UCD School of Mathematics and Statistics Seminars

Thomas Chadefaux (Trinity College Dublin)

will speak on

The grammar of conflict: Discovering motifs in armed violence

Time: 3:00PM
Date: Thu 12th February 2026
Location: E0.32 (beside Pi restaurant) [map]

Abstract: Does history repeat itself, or do conflicts merely rhyme in their own unpredictable ways? The Patterns of Conflict Emergence (PaCE) project asks whether wars follow a discoverable grammar—a set of temporal rules that structure how violence escalates, endures, and subsides. Drawing on three decades of global conflict data, we develop a framework that treats conflicts as evolving temporal sequences rather than isolated events. Using automated pattern-recognition and time-series clustering techniques, we identify recurring motifs that reappear across regions, scales, and historical periods. These results reveal that conflict dynamics show systematic regularities that can be detected, classified, and used for forecasting.

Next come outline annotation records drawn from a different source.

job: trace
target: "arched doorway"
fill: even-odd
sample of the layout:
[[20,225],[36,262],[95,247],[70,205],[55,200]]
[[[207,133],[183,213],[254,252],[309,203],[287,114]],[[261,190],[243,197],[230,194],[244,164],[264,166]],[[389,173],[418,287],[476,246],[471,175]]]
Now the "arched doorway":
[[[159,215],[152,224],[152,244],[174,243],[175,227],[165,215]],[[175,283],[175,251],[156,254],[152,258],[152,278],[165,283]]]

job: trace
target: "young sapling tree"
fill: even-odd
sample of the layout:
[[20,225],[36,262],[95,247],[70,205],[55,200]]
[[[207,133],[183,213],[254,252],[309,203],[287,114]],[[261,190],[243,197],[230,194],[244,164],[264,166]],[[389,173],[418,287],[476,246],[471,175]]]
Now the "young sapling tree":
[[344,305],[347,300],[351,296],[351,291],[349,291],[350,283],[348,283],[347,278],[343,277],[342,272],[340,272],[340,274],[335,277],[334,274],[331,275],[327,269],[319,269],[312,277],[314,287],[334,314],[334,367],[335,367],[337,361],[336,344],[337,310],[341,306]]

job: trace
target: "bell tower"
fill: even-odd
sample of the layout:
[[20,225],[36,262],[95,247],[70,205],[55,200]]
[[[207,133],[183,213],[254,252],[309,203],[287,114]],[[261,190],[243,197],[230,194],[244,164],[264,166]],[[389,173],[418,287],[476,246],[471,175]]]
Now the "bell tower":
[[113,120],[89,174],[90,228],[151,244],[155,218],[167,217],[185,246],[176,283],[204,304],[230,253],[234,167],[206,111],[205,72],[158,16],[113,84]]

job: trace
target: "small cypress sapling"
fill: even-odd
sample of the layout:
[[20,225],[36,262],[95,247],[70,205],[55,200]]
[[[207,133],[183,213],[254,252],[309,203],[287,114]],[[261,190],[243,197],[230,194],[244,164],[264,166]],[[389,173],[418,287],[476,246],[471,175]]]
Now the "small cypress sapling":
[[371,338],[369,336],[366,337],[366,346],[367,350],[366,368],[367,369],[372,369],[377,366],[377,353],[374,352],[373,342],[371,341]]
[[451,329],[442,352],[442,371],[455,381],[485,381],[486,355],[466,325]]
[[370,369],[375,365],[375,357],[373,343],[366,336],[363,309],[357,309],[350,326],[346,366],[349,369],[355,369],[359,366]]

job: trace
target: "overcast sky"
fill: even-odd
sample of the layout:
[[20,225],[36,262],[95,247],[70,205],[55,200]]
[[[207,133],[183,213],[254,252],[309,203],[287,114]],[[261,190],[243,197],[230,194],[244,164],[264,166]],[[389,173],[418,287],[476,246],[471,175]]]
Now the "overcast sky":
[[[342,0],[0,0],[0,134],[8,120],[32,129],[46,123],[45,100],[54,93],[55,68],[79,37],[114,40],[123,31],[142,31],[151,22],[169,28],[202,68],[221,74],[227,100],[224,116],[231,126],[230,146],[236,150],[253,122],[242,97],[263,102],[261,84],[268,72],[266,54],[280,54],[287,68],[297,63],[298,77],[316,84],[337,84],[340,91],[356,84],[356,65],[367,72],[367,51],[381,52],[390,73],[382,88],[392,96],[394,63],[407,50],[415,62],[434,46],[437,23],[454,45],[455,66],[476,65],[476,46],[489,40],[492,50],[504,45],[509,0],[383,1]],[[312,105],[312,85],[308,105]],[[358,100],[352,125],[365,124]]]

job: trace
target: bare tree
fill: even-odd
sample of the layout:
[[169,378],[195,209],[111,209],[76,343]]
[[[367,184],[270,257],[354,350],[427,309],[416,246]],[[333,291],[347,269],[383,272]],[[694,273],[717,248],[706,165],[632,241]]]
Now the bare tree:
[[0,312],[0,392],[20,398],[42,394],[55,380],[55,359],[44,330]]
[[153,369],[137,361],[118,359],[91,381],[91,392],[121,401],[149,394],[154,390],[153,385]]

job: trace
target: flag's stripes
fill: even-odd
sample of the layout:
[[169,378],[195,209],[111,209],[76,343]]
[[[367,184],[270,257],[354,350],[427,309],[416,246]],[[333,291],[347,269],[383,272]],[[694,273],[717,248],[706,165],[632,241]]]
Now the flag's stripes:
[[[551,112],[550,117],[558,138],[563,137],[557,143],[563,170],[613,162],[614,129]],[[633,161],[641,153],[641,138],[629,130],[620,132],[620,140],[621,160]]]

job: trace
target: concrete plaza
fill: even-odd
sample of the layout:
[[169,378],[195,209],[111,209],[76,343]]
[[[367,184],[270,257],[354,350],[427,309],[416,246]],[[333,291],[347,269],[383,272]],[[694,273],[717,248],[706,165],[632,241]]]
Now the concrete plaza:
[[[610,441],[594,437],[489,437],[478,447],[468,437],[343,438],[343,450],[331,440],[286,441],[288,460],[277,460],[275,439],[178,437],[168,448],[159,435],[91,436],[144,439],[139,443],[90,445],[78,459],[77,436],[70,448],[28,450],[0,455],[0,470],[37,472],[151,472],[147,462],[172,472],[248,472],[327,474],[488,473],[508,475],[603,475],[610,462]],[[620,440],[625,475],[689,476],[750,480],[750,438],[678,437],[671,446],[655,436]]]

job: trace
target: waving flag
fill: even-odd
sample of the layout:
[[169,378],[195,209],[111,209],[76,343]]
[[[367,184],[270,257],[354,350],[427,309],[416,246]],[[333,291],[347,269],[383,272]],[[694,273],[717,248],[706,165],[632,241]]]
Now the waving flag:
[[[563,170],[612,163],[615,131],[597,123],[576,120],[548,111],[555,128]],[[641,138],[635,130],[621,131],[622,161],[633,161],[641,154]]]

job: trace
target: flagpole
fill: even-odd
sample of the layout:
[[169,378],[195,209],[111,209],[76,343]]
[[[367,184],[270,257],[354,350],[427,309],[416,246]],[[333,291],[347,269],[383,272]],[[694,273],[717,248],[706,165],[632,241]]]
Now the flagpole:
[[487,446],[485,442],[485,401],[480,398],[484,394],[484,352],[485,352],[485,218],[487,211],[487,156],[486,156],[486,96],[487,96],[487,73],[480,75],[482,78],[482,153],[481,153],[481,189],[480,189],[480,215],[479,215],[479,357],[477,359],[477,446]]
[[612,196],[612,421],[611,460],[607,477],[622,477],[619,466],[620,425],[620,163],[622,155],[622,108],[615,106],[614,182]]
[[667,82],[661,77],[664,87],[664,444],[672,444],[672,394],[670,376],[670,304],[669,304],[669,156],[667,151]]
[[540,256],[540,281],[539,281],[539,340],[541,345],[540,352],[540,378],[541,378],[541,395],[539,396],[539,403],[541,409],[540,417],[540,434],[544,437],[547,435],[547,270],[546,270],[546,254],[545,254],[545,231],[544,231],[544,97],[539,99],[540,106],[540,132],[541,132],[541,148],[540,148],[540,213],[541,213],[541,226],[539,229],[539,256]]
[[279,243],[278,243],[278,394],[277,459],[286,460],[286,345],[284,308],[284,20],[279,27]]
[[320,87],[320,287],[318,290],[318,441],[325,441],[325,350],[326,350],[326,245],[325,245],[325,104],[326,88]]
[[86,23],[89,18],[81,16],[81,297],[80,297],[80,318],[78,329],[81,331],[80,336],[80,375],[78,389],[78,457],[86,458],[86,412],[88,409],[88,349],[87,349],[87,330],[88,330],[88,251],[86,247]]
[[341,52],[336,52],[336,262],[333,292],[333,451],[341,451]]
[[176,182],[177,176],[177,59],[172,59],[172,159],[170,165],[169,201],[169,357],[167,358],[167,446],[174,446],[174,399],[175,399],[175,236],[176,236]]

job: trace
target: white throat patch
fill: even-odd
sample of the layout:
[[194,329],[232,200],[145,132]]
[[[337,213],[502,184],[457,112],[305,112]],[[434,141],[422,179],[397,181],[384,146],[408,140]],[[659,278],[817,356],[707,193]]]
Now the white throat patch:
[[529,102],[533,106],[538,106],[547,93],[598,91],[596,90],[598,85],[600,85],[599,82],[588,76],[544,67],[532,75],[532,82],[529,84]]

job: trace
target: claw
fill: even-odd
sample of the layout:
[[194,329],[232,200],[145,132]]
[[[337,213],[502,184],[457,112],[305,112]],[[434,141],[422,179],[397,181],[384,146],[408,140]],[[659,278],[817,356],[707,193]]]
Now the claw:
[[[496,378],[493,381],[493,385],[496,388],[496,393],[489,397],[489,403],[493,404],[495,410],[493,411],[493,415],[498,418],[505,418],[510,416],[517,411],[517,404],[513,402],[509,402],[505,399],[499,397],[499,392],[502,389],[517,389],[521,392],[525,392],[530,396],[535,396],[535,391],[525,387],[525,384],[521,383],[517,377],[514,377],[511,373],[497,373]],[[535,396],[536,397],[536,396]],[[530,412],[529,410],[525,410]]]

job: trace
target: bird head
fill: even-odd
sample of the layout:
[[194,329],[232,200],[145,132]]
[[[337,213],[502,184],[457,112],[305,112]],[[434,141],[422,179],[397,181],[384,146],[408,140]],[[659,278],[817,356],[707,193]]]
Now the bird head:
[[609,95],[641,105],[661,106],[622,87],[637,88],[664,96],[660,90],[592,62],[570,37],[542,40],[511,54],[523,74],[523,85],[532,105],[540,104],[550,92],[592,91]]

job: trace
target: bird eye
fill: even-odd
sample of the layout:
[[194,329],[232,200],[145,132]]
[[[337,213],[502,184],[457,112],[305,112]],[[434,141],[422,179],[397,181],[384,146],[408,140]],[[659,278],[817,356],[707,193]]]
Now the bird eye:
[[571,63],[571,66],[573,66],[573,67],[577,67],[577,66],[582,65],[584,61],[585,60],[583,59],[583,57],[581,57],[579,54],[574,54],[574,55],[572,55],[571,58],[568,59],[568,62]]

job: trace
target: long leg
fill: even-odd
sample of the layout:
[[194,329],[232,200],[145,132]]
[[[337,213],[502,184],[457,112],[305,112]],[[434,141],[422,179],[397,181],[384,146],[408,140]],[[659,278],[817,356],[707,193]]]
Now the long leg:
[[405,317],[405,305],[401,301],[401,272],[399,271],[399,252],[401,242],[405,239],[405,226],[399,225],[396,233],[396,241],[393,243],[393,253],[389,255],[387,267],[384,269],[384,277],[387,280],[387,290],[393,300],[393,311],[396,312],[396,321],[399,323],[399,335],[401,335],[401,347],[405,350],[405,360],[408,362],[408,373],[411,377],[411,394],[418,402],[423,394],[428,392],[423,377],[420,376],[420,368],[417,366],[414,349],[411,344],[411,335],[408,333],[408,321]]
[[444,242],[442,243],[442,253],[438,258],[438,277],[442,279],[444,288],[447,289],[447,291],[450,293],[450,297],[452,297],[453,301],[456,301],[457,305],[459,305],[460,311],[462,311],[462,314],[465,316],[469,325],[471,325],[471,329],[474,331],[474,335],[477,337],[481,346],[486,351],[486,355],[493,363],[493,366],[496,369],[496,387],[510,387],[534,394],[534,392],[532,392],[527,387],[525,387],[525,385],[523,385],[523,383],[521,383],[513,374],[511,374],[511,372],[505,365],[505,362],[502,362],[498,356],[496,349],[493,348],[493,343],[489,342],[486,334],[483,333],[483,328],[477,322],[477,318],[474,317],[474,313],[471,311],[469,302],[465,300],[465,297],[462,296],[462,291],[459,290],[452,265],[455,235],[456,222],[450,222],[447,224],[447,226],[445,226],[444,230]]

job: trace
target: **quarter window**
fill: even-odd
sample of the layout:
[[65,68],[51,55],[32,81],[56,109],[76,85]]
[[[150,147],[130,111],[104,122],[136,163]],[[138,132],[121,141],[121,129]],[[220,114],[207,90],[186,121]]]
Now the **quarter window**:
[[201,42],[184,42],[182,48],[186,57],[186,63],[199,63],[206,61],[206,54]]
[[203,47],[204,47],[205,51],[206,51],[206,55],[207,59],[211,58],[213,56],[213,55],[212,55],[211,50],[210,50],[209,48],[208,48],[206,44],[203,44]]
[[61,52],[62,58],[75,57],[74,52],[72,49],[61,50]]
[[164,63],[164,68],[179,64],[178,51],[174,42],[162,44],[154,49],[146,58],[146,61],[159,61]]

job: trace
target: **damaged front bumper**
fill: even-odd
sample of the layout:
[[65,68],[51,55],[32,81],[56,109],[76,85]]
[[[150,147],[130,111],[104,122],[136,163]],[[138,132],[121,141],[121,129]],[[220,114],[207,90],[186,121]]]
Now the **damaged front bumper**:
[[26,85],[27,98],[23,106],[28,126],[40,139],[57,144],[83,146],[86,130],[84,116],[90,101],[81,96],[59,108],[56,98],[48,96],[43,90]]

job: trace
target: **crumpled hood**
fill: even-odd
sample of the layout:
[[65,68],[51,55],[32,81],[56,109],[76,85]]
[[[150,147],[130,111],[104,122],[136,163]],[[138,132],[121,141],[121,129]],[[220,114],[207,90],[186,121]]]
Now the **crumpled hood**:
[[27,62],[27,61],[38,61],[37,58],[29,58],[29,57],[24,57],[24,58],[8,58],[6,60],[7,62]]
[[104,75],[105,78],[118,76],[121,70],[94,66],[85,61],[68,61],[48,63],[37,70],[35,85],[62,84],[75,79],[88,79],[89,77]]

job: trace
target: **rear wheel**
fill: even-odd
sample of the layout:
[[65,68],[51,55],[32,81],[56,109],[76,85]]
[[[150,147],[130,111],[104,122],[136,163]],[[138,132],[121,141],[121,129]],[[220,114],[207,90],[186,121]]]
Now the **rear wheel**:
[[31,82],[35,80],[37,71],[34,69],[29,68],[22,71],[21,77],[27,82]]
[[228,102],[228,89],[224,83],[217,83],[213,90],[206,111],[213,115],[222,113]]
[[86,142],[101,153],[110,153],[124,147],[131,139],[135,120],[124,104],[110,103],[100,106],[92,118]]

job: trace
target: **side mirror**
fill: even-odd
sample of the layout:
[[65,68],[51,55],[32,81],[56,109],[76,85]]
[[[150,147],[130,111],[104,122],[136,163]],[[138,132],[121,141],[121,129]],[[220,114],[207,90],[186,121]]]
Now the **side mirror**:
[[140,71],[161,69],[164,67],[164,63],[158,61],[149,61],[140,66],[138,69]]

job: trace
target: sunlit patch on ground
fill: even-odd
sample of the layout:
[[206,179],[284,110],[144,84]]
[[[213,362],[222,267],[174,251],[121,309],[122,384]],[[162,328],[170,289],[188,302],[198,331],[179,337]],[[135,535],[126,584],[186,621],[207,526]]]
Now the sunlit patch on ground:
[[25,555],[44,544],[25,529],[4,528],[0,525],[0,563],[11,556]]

Motif-based models trained on these temporal structures significantly improve predictions of conflict trajectories weeks to months ahead, outperforming traditional correlational approaches while requiring fewer contextual covariates. PaCE shows that the timing and sequencing of events have predictive power that rivals or exceeds structural factors.

(This talk is part of the Statistics and Actuarial Science series.)